Covariance Using Expected values

[Biju George]

Got a basic question on the sample question Provided in Miler Chapter-3

Sample Question:
X is a random variable. X has an equal probability of being −1, 0, or +1.
What is the correlation between X and Y if Y = X2?

The above is solved using the Expected values .

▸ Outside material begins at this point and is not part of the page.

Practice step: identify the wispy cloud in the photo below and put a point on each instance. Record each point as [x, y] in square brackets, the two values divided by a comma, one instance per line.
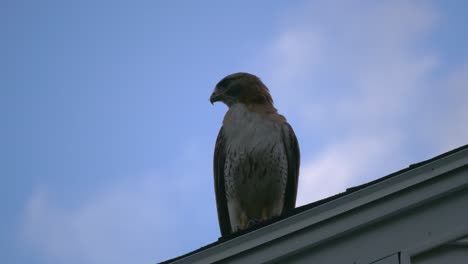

My question : Why this is not solved using the normal formula for
covariance cov(xy)=Sum ((x- mean x) (y- mean y)/n
the answer would have been different in that case ?

Thanks

 

[Arka Bose]

the answer will be the same

 

[ShaktiRathore]

covariance cov(xy)=Sum ((x- mean x) (y- mean y)/n =Sum(xy-mean y.x-mean x.y+mean x.mean y)/n=Sum(xy-E(y).x-E(x).y+E(x).E(y)) /n=E(xy)-2E(x)E(y)+E(x)E(y)=E(xy)-E(x)E(y)
Thanks

 

[David Harper CFA FRM]

@RiskGuy Miller just distributes the (1/3), so he actually already is using your formula; e.g., mean(x) = 0 and mean(y) = 2/3. The other way to approach this, which I think is easier, is per @ShaktiRathore solution: just use cov(x,y) = E(xy) - E(x)E(y). As x*y = (-1,0,1), we have: E(X) = 0, E(Y) = 2/3 and E(XY) =0 such that cov(XY) = E(XY) - E(X)E(Y) = 0 - (2/3)*0 = 0.